そやし、がまんばっかりして努力せんだら、
その人、ひきょうやと思うんや。だって、自
分のしたいことをいろいろ工夫してやってみ
るのと、何もせんとがまんしとるのと、どっ
ち楽やと思う?
何もせんほうが楽しとると僕は思う。そん
なんやったら、何のために生れてきたんや。
だから、障害者も遠慮せんと出かけてほし
いよ。僕がね、街を歩いとると、バスの中か
らあいさつしてくるんやね。『あっ、ブルボ
ンのマスターや』ってね。遠くからでもわか
るんやね。僕は相手がわからんでもね。だか
ら僕は、『ブルボン』っていう、ただの看板
しょっとるなあと思うね」
じゃあ、これからのマスターの夢とか希望
などある?
「うーん、ホントの夢いうたら、さっきいう
たマラソンを完走することや。これからの希
望いうたら、いろいろな人たちとこの店で出
会うこと。

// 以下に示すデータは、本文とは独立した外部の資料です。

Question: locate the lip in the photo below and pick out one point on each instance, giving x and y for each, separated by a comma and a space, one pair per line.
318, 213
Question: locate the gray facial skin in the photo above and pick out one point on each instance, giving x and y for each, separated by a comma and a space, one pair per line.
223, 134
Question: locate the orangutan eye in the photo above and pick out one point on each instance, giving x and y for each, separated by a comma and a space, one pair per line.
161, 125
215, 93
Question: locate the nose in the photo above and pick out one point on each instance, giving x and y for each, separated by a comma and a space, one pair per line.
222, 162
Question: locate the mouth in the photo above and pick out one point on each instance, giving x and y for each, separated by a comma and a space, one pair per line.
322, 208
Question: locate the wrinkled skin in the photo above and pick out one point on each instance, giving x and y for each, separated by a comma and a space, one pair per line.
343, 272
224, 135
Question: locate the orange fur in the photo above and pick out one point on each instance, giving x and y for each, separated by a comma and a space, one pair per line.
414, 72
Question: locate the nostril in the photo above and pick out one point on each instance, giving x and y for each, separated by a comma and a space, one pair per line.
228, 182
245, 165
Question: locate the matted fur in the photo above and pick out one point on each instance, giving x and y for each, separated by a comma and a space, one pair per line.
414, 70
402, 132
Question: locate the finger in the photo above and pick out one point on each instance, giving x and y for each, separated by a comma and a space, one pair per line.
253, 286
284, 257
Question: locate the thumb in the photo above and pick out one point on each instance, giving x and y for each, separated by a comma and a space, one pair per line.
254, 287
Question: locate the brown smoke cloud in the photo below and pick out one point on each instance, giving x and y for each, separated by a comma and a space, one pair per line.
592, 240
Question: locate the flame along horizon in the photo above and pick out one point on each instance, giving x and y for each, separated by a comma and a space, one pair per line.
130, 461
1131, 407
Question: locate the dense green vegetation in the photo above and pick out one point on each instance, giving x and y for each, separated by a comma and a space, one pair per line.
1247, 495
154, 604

そしてガンバッとる人に出会った
ら、『おっ、自分もガンバラなあかん』って、
元気出るし、悩んどる人に出おうたら一生懸
命生きとる人のこと話してあげたい……」
マスターは、一時間余りにわたる取材に快
く応じてくれ、このほかたくさんの話を聞か
せてくれました。
従業員の中田さん、アルバイトの福光さん
にマスターの印象を聞いてみると、
「厳しい人、優しい人、若い!」
という応えが返ってきた。
それはきっと、マスターが、たえずいろん
なことを考え、挑戦しているからだと、ふっ
と思った。
ママ「淳子」さんは、にこやかな人で、中
田さんたちに言わせると、「ひょうきん」な
のだそうだ。
ちなみに「ブルボン」自慢のメニューは、
コーヒーはもちろんのこと、手づくりカレー、
ソースたっぷりのスパゲティ。ケーキ、アイ
スクリームもマスター手づくりだという。
末記になって、私事ではあるが、店内は清
潔で、「スカッとさわやか○○○○」とか、
「ホット一息○○コーヒー」などという、け
ばけばしいポスターがなくて、ホントにうれ
しかったことを記しておきたい。